Ma dirò anche, per manifestare, siccome io soglio, la verità, non aver io preferito nel mio Avventuriere la veneziana alla toscana favella, perché ciò credessi essere meglio fatto; ma perché un valente Giovine, solito a far la parte del Pantalone, brillantissimo in tali caratteri veneziani, senza la maschera sostenuti, mi assicurava di un esito fortunato; lo che difficilmente allora avrei conseguito, se ad altro Comico avessi anche in altro linguaggio una cotal parte addossata.
Ora poi che tale Commedia rendesi colla stampa comune, e in vari paesi può accadere che venga rappresentata, difficilissima cosa essendo che si trovi per l'appunto un Veneziano che la sostenga, e peggio se taluno volesse una lingua a lui forestiera balbettar malamente, convenevole cosa ho creduto il convertirla in toscano.
Anzi necessarissimo ho trovato di farlo, poiché allora soltanto è permesso usare un linguaggio particolare nelle Commedie Italiane, quando il carattere del personaggio lo esiga, non potendosi, per esempio, fare che il Pantalone, l'Arlecchino, il Brighella usino la favella toscana; siccome né tampoco poteva usarla l'Avvocato mio Veneziano nella Commedia così intitolata, perché coi termini del proprio Foro dovea comparire a fronte dell'avversario, in una città pochissimo da Venezia distante.
Ma qui, quantunque l'Avventuriere sia veneziano, non vi è ragione che l'obblighi a usar il proprio dialetto, tanto più che rappresentando il carattere di un viaggiatore, sarebbe uno stolido, se non avesse appreso un linguaggio agl'Italiani comune.
Nel quinto tomo della edizione di Venezia me lo vedo stampato col veneziano idioma, e me lo vedo uscire alla quinta scena in codegugno.
Almeno gli accurati correttori, quelli che tanto strillano e fanno del chiasso, perché in Firenze non esce perfettamente da' torchi l'ortografia veneziana, avessero avuto la bontà di avvertire: essere il codegugno una veste da camera alquanto corta, usata assaissimo da' Veneziani; ma questo riservansi a farlo, quando composto averanno un Dizionario e una Grammatica veneziana, che insegni ai Toscani le importantissime osservazioni sul nostro linguaggio.
Io bado, per dirla, alla correzione delle Commedie, non a quella dell'ortografia della stampa.

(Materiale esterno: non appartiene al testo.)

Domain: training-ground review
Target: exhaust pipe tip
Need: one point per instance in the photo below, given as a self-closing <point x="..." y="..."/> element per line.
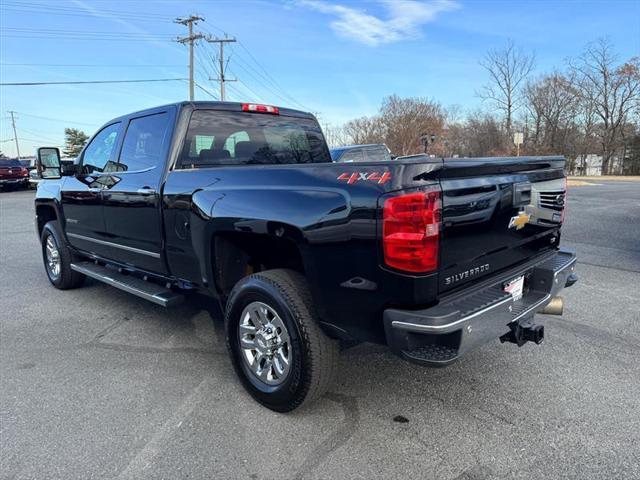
<point x="554" y="307"/>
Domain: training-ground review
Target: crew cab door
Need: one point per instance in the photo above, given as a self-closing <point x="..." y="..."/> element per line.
<point x="131" y="201"/>
<point x="81" y="195"/>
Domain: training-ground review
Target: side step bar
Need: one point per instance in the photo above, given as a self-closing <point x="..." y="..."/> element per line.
<point x="148" y="290"/>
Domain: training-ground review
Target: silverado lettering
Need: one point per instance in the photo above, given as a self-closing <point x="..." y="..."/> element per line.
<point x="466" y="274"/>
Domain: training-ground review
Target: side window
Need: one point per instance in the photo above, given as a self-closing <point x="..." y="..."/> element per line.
<point x="144" y="142"/>
<point x="352" y="156"/>
<point x="99" y="153"/>
<point x="233" y="139"/>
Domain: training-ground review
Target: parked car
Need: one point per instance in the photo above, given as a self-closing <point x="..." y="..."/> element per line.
<point x="243" y="203"/>
<point x="361" y="153"/>
<point x="13" y="174"/>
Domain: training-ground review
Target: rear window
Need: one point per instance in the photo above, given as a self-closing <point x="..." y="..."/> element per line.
<point x="234" y="138"/>
<point x="377" y="154"/>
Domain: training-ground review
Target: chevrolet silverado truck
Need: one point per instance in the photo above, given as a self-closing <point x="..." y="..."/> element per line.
<point x="432" y="257"/>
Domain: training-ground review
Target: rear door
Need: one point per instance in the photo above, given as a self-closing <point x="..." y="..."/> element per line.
<point x="490" y="215"/>
<point x="131" y="200"/>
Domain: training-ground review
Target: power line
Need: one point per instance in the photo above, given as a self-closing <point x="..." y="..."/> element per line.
<point x="72" y="122"/>
<point x="222" y="65"/>
<point x="15" y="134"/>
<point x="29" y="84"/>
<point x="267" y="80"/>
<point x="89" y="65"/>
<point x="190" y="39"/>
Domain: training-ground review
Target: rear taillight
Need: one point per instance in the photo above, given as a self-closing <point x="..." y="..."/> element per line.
<point x="411" y="231"/>
<point x="252" y="107"/>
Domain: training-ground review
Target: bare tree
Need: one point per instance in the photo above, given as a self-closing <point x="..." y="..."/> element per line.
<point x="613" y="91"/>
<point x="552" y="103"/>
<point x="405" y="120"/>
<point x="508" y="69"/>
<point x="364" y="130"/>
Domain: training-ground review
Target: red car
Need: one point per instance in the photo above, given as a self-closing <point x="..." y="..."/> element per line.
<point x="13" y="174"/>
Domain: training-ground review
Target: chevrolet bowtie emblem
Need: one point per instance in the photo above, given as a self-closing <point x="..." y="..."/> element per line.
<point x="519" y="221"/>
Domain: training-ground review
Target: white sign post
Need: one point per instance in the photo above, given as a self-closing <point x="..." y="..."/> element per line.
<point x="518" y="139"/>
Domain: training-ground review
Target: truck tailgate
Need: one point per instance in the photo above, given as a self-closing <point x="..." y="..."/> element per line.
<point x="493" y="216"/>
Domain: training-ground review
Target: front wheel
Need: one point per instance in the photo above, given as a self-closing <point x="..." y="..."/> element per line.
<point x="57" y="258"/>
<point x="278" y="350"/>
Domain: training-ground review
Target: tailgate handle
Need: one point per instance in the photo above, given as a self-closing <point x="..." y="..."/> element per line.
<point x="521" y="194"/>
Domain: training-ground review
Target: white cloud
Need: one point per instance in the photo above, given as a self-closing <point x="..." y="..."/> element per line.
<point x="403" y="20"/>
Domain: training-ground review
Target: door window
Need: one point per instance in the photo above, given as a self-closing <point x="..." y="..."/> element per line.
<point x="98" y="156"/>
<point x="144" y="143"/>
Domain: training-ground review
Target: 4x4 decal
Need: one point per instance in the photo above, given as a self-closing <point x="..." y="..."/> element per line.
<point x="353" y="177"/>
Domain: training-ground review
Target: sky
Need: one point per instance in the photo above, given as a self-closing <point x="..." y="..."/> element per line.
<point x="336" y="58"/>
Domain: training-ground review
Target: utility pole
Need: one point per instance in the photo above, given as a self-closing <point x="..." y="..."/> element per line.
<point x="222" y="78"/>
<point x="190" y="39"/>
<point x="15" y="134"/>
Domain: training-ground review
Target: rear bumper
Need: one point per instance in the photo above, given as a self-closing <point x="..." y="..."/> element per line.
<point x="439" y="335"/>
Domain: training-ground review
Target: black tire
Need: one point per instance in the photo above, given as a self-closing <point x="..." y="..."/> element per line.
<point x="314" y="356"/>
<point x="66" y="278"/>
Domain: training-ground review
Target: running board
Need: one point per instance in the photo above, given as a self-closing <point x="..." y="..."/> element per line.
<point x="148" y="290"/>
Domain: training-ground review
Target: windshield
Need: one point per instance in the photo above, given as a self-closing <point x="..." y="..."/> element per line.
<point x="232" y="138"/>
<point x="10" y="163"/>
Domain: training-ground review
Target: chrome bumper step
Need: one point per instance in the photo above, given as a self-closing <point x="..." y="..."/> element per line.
<point x="148" y="290"/>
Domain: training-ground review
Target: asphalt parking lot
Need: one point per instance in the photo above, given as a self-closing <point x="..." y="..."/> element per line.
<point x="95" y="383"/>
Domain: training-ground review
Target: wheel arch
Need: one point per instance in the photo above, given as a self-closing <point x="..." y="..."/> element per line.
<point x="235" y="255"/>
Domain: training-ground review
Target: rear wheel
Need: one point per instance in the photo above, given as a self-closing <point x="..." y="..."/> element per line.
<point x="278" y="350"/>
<point x="58" y="257"/>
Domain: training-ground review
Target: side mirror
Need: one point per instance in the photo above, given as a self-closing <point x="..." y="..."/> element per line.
<point x="69" y="168"/>
<point x="48" y="163"/>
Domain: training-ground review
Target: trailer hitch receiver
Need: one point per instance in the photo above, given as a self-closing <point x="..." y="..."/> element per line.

Sono però anche in queste assai bene assistito, e nell'inevitabile destino che le stampe non abbiano a essere mai perfettamente corrette, posso assai di questa mia contentarmi, in cui i pochi errori che per avventura si riscontrassero, saranno sempre piccolissime macchie, in confronto dell'infinito numero di que' difetti, che anche nel dialetto medesimo veneziano in quella spuria edizione si trovano.
Ma per ritornare in cammino, continuerò dicendo al Lettor gentilissimo, siccome io, cambiando la parte dell'Avventuriere suddetto, ho fatto il medesimo anche di quella dell'Arlecchino, a cui ho sostituito il nome di Berto, e trasportandole tutte due in toscano, ho dovuto non solo nelle parole, ma nelle frasi, nei modi e nei pensieri variarle; laonde riscrivendola da capo a fondo, posso dire di averla intieramente rifatta, e questa Commedia sola bastar potrebbe in qualche occasione per dimostrare la diversità della mia edizione.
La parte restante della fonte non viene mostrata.